Comparing Other Stars to Each Other

If these sizes don’t fascinate you, take a look at the next illustration, showing Arcturus paired with the star giants Betelgeuse and Antares. Forget about trying to see any of our planets here, as the sun is a mere pixel on the screen. That would equate to a grain of sand against a basketball (Antares). See our summary below.

We hope these comparisons give you a better appreciation and respect for the galaxy and the universe.


We started with a comparison of Earth to the four inner planets in the solar system. Earth appears the largest. Then Earth and the inner four planets are compared to the outer planets and Earth now appears like a pea to a basketball (Jupiter).

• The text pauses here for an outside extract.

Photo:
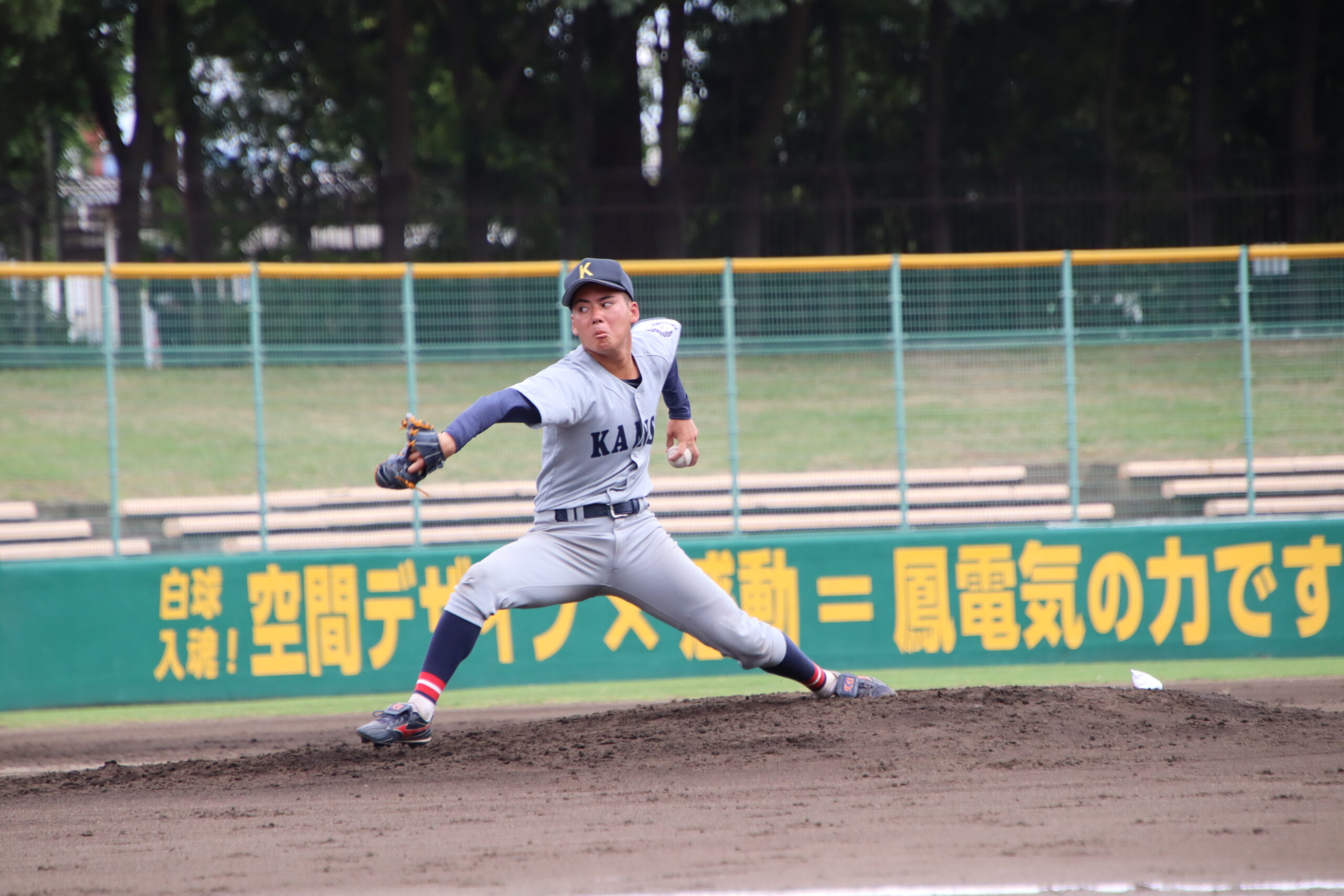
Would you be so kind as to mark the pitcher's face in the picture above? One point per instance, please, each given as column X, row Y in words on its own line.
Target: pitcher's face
column 601, row 319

Next, all the planets in our solar system are compared to our Sun, a medium-sized star in the Milky Way galaxy. Continuing to use the pea as our example as Earth and the basketball as Jupiter, the sun would be the size of a 10-story building. Putting a pea and a basketball next to this building, well you can start to appreciate the immense sizes of the objects in space, but we haven’t even scratched the surface yet.

The image below is an estimated comparison between planet Mars’s orbit superimposed on the giant star Antares. Notice how Antares engulfs its orbit with room to spare. Earth would not be visible here, nor would Jupiter.

One could only imagine the immense gravitational pull this star would have on any objects coming close to it. Future black hole?

Well, we don’t stop here. The largest known star is UY Scuti, located in the constellation Scutum, it is 1700 times larger than the Sun.

With stars this big, one can only imagine the great gravitational pull they will have on other objects in their neighborhood, and in so doing, we can begin to understand how black holes can be formed.

View this video of planetary and star comparisons, as well as the video creator’s view of intelligent life in the universe.

There is also a fascinating website called Scale of the Universe which will help you look at the ‘big picture’, pun intended.

March 2015 – R131 in the Large Magellanic Cloud was recently found to be the largest star to date.